The most surprising thing about all these stories is not the fact that luxury companies are employing the same modus operandi of High Street retailers for their designs, but the fact that Zhou spoke to his lecturers at Central Saint Martins who more or less told him that this is the fashion industry and things can't be reversed.
Zhou also told WWD that he had friends at CSM "who have had big companies copy their designs and made a lot of money without giving them any credit. Some companies paid them to shut them up and some companies declined to comment."
These stories may prove students need more protection: sending your portfolio to a company hoping to get (not even a proper job but) an (unpaid) internship or putting your collections online only to be copied, hurts a lot on the psychological and the financial level.
Yes, students don't have the money to sue a big company, and their position makes them weak preys of powerful and wealthy fashion houses, so encouraging them to face such rivals is not wise. At the same time, maybe it is about time that universities also helped them with more intensive classes on copyright law and trademarks rather than making them believe that, since everybody is stealing and nothing can be changed, well, they have to conform and accept things as they are (it wouldn't also hurt if the fashion media would stop hailing as geniuses the creative minds behind some famous fashion houses that in the last few years engaged themselves in a stealing and revomiting exercise).

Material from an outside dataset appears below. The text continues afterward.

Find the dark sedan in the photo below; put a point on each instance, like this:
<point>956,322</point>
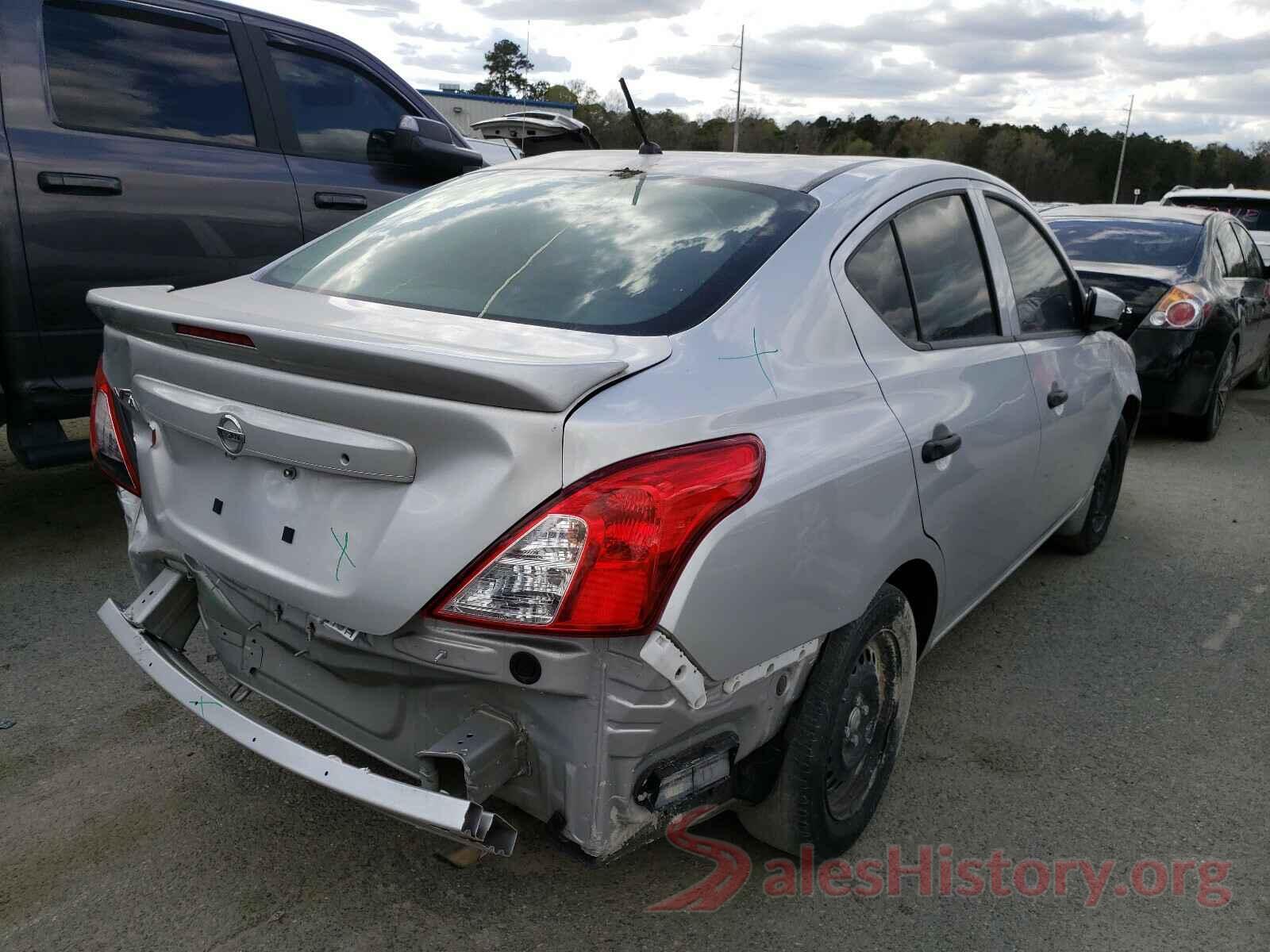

Social media and Instagram in particular seem to have helped quite a few designers and creative minds highlighting copyright issues, but young students should be offered the chance to get to know more about their rights and the actual risks they run when they share their work with big and powerful houses. As things stand, religious orders seem to be knowing better than young creatives how to deal with Intellectual Property laws and, if something doesn't change (also at university level) rather than their lecturers' useless advice, young graduates will be needing a Patron Saint of the Uncopyrighted Student Collection/Portfolio.